お二人の対談から始まったイベント最初の話題は、川上弘美さんによる『伊勢物語』の現代語訳(「日本文学全集」)と、『伊勢物語』をモチーフにした『三度目の恋』についてでした。

現代語訳、創作、そして英訳(予定)という、古典を題材にしながら新しい文学作品が生まれていくというスパイラル。その原動力となっているのは「なぜ? という疑問から生まれる」と語っている川上さんのことばが印象的でした。現代の価値観で作品をとらえて生じる疑問を、創作によって過去の価値観で物事をとらえなおし、解答を導く。新しいものと古いものを行き来するという方法を用いて、異なったステージで古典を考えることは、学生の古典を学ぶ意義にもつながるものがあると感じました。

次に、朗読が行われましたが、川上さんの作品をまずご自身が日本語で、そのあとキャンベルさんが英語で、という形でした。3つの作品が交互に読まれましたが、お二人の朗読は異なる言語ながらも心地よく融合し、私の中で自然に登場人物を作り上げていました。そして、客席になった開放的な階段本棚という空間で、ゆったりと想像が膨らんでいくような感覚にとらわれました。

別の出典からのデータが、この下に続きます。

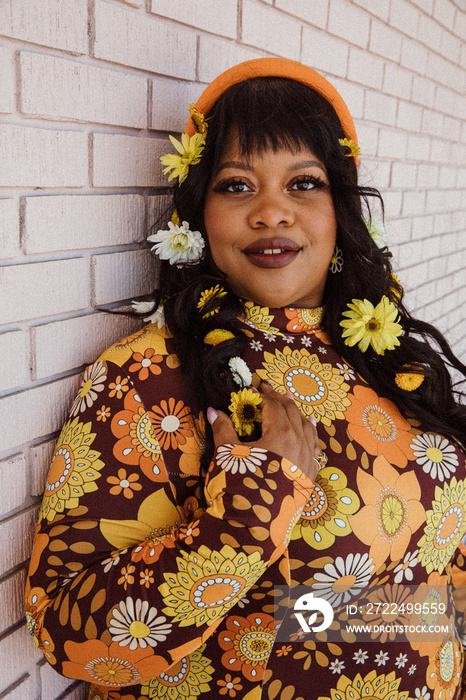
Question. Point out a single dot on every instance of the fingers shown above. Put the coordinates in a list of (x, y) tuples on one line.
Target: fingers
[(222, 427)]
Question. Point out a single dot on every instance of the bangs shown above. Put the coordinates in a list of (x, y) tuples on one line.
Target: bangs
[(275, 113)]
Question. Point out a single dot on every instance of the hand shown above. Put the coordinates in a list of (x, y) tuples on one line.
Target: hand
[(285, 430)]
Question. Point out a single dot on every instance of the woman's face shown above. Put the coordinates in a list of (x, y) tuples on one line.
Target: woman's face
[(271, 225)]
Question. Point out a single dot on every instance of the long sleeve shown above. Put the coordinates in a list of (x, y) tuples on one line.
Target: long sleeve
[(127, 566)]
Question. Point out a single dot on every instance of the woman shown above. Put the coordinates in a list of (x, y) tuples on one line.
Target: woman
[(331, 455)]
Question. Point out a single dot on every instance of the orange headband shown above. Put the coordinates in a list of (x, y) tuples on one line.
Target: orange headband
[(276, 67)]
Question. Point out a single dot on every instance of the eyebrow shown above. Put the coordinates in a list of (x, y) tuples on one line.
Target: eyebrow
[(242, 165)]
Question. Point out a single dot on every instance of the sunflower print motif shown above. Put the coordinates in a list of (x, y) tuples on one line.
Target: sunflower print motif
[(74, 470), (317, 388)]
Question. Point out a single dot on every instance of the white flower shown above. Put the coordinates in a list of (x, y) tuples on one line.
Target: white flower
[(333, 584), (146, 307), (240, 371), (435, 454), (337, 666), (240, 458), (360, 656), (381, 658), (404, 569), (179, 245), (401, 660), (135, 624)]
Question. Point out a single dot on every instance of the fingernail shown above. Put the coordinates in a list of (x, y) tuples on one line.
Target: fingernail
[(212, 415)]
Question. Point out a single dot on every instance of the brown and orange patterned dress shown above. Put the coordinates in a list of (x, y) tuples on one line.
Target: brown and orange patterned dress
[(144, 590)]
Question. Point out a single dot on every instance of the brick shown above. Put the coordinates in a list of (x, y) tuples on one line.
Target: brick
[(43, 289), (217, 55), (131, 38), (128, 161), (18, 652), (444, 12), (427, 175), (119, 276), (404, 17), (324, 53), (68, 222), (409, 116), (397, 81), (413, 55), (315, 13), (368, 137), (69, 344), (433, 123), (56, 23), (352, 94), (430, 32), (204, 15), (48, 406), (423, 91), (392, 144), (404, 175), (13, 484), (59, 88), (7, 81), (365, 69), (9, 228), (53, 684), (170, 104), (22, 154), (349, 22), (15, 371), (380, 108), (40, 460), (265, 28), (385, 41)]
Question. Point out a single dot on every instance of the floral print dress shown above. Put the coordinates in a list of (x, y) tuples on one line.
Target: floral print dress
[(144, 589)]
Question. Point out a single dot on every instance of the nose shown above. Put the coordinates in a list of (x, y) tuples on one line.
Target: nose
[(270, 210)]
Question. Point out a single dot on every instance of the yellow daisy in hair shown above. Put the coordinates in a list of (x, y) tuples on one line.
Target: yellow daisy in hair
[(198, 119), (208, 295), (245, 411), (190, 150), (368, 325)]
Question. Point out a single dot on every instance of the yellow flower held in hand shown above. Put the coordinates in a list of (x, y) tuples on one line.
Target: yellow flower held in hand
[(245, 411), (367, 325), (190, 150)]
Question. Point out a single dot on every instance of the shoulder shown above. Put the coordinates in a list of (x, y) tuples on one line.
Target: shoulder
[(149, 341)]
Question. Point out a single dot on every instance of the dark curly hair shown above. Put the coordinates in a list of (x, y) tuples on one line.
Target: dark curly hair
[(276, 113)]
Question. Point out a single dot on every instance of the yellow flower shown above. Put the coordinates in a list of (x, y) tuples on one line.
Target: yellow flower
[(352, 145), (217, 336), (208, 295), (244, 410), (199, 120), (367, 325), (190, 150), (409, 381)]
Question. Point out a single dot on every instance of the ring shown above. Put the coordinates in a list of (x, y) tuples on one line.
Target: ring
[(321, 460)]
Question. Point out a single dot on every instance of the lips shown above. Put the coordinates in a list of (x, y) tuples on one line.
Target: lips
[(272, 252)]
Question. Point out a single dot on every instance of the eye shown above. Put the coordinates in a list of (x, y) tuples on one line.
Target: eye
[(233, 186), (306, 183)]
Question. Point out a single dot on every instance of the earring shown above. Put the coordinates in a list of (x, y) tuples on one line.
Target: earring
[(336, 261)]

朗読が終わると、再び対談に移り、話題は翻訳の難しさと面白さについてでした。キャンベルさんによると、日本語は心の中に寄り添う表現が多く、一方英語はどうしても客観的になってしまうため、翻訳の表現に工夫が必要だそうです。時に翻訳者によって元の文章とは異なる表現が為されることがありますが、川上さんはそれを肯定していました。作品を書いているときには意識していなかった点を、英訳によって気づかされることもあるそうです。翻訳者による解釈が作品に立体感を持たせることもある、翻訳者もアーティストなのだということに、気づかされました。また作品が映像化されることについて、川上さんは、自身の作品と異なっていても、原作を器として他の物に変わっていくことこそが面白い点なのだと語っていました。

今回の対談でうかがった川上さんの文学観から、“つながり”の重要さを感じました。『伊勢物語』の現代語訳から創作作品、そして翻訳や映像化まで、どれもつながりを持つことによって新しいものが作られます。国際文学館は国際文学、翻訳文学の研究拠点として位置づけられていますが、まさに他言語への“つながり”から国際文学、翻訳文学は生まれると言えます。

階段本棚には「現在から未来に繋ぎたい世界文学作品」「村上作品とその結び目」をテーマに本が並べられています。この場所で、お二人のお話を聞くことができたことはとても貴重な体験でした。訪れる人にとってこの国際文学館がつながりを生み出し、新たな文学への拠点になるのだと思うとわくわくしています。

作品名

  • 『このあたりの人たち』(スイッチ・パブリッシング・2016年、文春文庫・2019年)
  • 『センセイの鞄』(平凡社・2001年、文春文庫・2004年)

川上さんが自作を日本語で朗読され、つづいてキャンベルさんが同じ箇所を英語で朗読されました。